The cloudy process of deficit reduction has lots of catches within it. The budget employs a BASELINE that automatically adds an upward adjustment for the rate of Inflation. And then, on top of this, the budget is automatically adjusted upward by another 7.5% each year! So, every year, the budget increases by 7.5% plus an adjustment for inflation!
So, the bottom-line is, the U.S. budget would be increasing by $10 trillion over the next 10 years. Now, if the planned deficit reduction materializes, the budget will only increase by $7.5 trillion! So, it’s no surprise that S & P on August 5 had downgraded America’s sovereign rating for the first time since the U.S. won the top ranking in 1917. This entails even higher costs on top of debt-behemoth that is on the economy’s shoulder, translating in higher interest rates. Projections are that the higher interest rates triggered by a downgrade could knock 0.4 percentage points off U.S. growth. That’s a big deal when the economy is growing at just 1.3 per cent (as per second quarter GDP data, annualized).
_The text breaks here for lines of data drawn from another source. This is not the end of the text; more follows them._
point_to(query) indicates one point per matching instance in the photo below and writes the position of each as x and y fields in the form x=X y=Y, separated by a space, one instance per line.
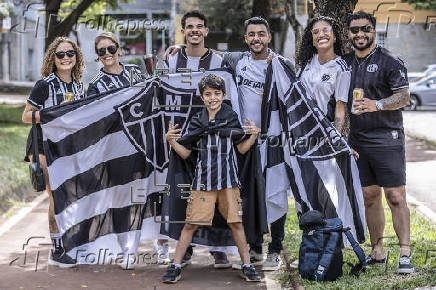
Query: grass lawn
x=423 y=244
x=14 y=177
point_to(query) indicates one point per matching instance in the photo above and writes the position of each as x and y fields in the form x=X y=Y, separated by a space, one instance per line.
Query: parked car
x=415 y=75
x=422 y=92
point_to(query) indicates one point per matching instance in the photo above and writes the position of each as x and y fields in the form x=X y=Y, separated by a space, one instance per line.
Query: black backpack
x=320 y=256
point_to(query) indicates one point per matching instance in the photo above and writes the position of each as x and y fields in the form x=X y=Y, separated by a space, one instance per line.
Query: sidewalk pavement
x=420 y=124
x=21 y=274
x=12 y=99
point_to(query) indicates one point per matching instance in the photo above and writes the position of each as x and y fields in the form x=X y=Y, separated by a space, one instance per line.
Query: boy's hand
x=173 y=132
x=251 y=129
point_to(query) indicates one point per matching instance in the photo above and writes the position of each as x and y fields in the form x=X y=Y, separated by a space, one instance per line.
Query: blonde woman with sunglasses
x=62 y=71
x=113 y=74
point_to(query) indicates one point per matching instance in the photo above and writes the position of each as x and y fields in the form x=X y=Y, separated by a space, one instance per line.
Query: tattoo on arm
x=399 y=99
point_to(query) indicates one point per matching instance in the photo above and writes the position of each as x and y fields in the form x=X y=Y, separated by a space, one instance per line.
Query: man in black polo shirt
x=376 y=133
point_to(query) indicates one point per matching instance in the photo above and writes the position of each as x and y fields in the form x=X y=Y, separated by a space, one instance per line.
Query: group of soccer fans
x=376 y=129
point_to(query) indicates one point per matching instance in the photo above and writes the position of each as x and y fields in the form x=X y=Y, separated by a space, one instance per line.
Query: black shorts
x=29 y=145
x=383 y=166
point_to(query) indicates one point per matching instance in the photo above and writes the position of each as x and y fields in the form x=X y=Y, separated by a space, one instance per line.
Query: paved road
x=199 y=276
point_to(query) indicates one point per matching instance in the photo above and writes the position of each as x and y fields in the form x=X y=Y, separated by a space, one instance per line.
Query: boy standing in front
x=213 y=134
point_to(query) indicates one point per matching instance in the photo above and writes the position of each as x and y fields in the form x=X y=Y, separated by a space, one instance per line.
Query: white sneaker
x=272 y=263
x=256 y=259
x=163 y=256
x=128 y=265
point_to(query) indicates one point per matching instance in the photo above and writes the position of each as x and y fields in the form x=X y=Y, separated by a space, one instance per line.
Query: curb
x=22 y=213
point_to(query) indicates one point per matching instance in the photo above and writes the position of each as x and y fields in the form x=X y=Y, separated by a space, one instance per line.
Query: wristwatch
x=379 y=105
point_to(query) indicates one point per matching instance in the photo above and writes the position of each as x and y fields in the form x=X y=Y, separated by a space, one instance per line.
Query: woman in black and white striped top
x=62 y=71
x=113 y=74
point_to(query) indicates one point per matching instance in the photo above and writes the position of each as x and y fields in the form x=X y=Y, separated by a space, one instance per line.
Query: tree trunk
x=291 y=16
x=339 y=10
x=261 y=8
x=63 y=28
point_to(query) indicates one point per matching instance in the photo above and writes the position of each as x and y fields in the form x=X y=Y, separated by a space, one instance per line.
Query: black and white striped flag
x=107 y=159
x=309 y=155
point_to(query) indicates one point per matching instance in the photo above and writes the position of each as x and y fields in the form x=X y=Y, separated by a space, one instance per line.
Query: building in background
x=405 y=31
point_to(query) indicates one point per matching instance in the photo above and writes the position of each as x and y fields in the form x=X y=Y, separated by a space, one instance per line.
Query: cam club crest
x=145 y=118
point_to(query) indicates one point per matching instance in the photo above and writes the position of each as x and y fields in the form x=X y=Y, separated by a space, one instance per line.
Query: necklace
x=364 y=59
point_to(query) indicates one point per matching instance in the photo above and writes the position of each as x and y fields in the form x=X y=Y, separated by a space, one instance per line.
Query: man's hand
x=365 y=105
x=251 y=129
x=173 y=49
x=355 y=154
x=173 y=133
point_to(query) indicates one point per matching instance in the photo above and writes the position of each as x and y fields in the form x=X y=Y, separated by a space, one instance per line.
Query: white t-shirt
x=326 y=81
x=250 y=76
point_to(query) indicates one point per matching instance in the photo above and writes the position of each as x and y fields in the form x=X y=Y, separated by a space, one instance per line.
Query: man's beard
x=368 y=45
x=264 y=48
x=193 y=43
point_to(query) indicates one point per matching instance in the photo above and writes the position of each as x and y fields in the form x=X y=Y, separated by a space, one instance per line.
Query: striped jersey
x=328 y=83
x=105 y=81
x=50 y=91
x=209 y=60
x=214 y=141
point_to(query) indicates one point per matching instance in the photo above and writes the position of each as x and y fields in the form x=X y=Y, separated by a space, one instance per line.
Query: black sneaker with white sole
x=61 y=259
x=405 y=265
x=186 y=260
x=250 y=274
x=172 y=275
x=370 y=261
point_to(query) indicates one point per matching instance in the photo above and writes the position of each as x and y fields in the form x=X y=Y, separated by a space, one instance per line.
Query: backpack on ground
x=320 y=256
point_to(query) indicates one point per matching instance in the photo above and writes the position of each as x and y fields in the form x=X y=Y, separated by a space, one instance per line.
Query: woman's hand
x=173 y=132
x=251 y=129
x=27 y=114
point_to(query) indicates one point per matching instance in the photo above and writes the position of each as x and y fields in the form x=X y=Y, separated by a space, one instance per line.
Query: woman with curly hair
x=61 y=72
x=322 y=70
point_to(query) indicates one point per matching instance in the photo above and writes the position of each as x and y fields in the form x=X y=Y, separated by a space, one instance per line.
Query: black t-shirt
x=50 y=91
x=379 y=74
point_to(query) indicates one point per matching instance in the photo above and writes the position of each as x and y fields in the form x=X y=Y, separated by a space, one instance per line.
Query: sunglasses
x=364 y=29
x=69 y=53
x=325 y=29
x=112 y=49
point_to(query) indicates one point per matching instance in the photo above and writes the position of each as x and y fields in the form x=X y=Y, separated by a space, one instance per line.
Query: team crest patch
x=403 y=75
x=325 y=77
x=372 y=68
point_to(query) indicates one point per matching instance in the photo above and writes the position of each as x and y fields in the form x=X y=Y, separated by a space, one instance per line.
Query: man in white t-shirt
x=196 y=56
x=250 y=69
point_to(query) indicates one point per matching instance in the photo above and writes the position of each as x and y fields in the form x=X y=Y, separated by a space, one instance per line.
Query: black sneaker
x=61 y=259
x=405 y=265
x=250 y=274
x=186 y=260
x=172 y=275
x=221 y=261
x=370 y=261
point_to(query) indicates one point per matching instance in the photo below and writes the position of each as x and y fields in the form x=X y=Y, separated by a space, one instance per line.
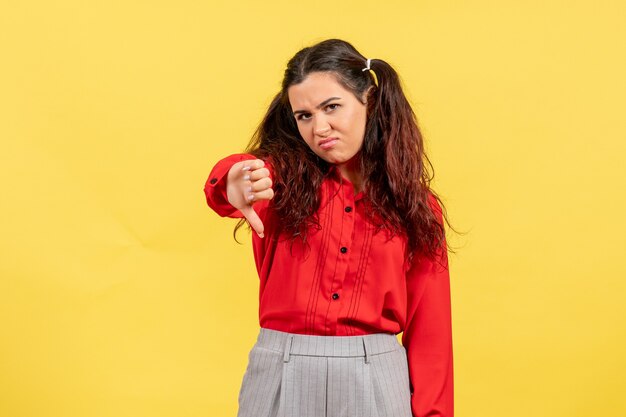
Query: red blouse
x=352 y=281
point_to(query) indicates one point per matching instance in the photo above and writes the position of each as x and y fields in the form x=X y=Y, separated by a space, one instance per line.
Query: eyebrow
x=319 y=106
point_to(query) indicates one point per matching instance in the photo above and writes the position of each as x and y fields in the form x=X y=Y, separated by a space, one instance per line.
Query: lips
x=327 y=143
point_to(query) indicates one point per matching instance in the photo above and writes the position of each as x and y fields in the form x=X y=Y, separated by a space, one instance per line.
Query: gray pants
x=294 y=375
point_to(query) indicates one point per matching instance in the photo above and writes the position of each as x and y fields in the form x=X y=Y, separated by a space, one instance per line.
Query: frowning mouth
x=327 y=143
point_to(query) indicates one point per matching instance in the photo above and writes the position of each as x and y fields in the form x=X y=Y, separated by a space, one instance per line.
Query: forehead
x=315 y=88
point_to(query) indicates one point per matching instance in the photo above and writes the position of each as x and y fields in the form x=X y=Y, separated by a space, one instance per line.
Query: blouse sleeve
x=427 y=336
x=215 y=186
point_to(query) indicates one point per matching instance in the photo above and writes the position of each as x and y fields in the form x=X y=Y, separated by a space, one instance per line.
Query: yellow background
x=122 y=294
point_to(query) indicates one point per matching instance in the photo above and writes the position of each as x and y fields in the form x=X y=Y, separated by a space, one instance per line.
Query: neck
x=351 y=171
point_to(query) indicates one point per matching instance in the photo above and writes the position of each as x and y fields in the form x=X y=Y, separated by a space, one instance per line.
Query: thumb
x=254 y=220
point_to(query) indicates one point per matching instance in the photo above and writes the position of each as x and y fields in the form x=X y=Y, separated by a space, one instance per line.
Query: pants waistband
x=332 y=346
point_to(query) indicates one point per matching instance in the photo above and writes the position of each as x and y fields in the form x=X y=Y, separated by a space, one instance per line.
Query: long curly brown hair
x=393 y=161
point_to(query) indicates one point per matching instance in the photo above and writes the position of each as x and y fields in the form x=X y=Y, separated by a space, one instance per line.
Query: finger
x=254 y=220
x=259 y=173
x=261 y=195
x=252 y=165
x=260 y=185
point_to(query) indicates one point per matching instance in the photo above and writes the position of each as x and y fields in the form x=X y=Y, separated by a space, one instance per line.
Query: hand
x=249 y=182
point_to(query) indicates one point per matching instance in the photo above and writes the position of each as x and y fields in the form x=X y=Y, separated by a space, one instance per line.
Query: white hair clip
x=367 y=68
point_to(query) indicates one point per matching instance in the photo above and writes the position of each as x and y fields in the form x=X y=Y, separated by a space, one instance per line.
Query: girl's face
x=330 y=118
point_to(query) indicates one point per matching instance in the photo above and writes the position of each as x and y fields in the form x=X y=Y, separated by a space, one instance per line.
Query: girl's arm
x=427 y=336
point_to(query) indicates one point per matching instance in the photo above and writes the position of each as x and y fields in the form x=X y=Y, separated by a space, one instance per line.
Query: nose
x=322 y=128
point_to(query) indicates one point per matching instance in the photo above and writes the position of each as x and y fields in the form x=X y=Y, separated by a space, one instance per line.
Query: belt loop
x=287 y=348
x=365 y=350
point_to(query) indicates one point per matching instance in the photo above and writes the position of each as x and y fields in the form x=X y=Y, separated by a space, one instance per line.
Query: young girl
x=349 y=246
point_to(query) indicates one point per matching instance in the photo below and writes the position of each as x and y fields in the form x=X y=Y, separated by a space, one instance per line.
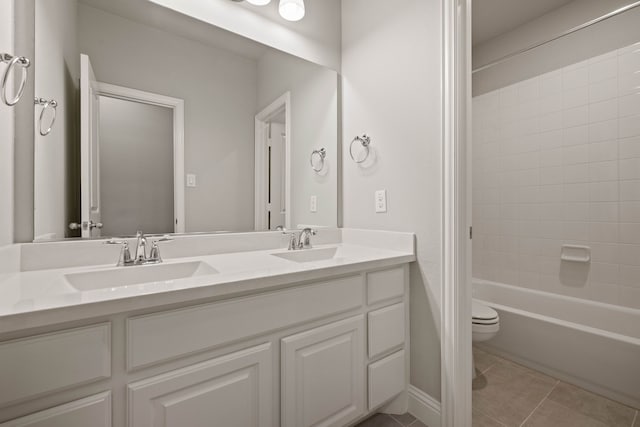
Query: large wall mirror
x=170 y=125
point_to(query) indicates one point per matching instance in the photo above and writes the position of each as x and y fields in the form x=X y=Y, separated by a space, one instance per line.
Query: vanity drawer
x=385 y=285
x=161 y=336
x=45 y=363
x=386 y=329
x=387 y=378
x=94 y=411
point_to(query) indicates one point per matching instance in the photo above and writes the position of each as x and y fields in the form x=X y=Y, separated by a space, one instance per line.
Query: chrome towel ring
x=318 y=156
x=13 y=61
x=364 y=140
x=53 y=104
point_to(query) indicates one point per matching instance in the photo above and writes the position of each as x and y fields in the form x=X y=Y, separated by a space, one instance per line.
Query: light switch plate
x=381 y=201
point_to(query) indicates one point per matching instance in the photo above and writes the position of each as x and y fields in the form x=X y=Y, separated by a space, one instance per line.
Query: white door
x=276 y=206
x=89 y=150
x=322 y=375
x=231 y=391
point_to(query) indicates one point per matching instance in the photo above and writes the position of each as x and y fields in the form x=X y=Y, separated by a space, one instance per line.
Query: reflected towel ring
x=364 y=140
x=320 y=155
x=11 y=62
x=46 y=104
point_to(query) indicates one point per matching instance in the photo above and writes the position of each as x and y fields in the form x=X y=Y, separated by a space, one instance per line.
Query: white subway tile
x=603 y=131
x=578 y=96
x=576 y=211
x=577 y=116
x=628 y=254
x=603 y=111
x=603 y=191
x=605 y=232
x=605 y=252
x=630 y=169
x=630 y=233
x=603 y=171
x=575 y=154
x=603 y=211
x=629 y=126
x=603 y=151
x=629 y=190
x=603 y=90
x=575 y=231
x=629 y=105
x=630 y=276
x=576 y=173
x=552 y=175
x=603 y=69
x=574 y=77
x=551 y=193
x=576 y=193
x=630 y=211
x=605 y=273
x=629 y=148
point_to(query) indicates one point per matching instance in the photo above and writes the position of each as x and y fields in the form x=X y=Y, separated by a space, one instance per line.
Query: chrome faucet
x=301 y=240
x=140 y=257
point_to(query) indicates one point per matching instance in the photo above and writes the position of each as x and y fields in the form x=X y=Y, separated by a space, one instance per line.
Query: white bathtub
x=593 y=345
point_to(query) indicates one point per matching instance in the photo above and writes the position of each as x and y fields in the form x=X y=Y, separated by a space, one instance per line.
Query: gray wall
x=391 y=63
x=596 y=40
x=56 y=77
x=6 y=135
x=136 y=168
x=314 y=116
x=219 y=90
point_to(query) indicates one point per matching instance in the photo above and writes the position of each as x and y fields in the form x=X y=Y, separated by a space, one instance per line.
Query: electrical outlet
x=381 y=201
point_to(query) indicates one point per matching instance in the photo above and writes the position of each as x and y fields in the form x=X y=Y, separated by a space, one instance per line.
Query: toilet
x=485 y=324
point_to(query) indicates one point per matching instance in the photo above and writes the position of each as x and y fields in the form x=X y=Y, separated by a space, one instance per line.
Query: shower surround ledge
x=230 y=327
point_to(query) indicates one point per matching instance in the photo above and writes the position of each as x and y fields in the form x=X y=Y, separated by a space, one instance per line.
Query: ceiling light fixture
x=291 y=10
And it’s worth noting that now that GDP is revised to be growing insignificant, debt is larger as a share of GDP (with gross debt ratio to be 96% of GDP, as of June 2011). This massive debt repayment program would have to be met by further monetary expansion.
Where will this extra money come from? Clearly, the Fed will continue its “money-pumping” program, by buying out massive amounts of Treasury Securities which are beyond purchase demand by investors. It will continue to erode perilously the value of money i.e. U.S. Dollar further and further.
So, if Republicans are the clear winner from this deal, the economy is the loser. An ideal deficit-reduction package would have coupled near-term stimulus with long-term consolidation, that at first stabilized and then reduced the debt as a share of GDP. As it transpires, this deal certainly doesn’t do the first and it’s unclear that it will do the second. So, in the final count- as political eventualities have shown- the fiscal chaos in the U.S. goes on. It’s like a spiral the continues unbroken. And, as mentioned, it does have monetary implications, which erode further the U.S. Dollar value.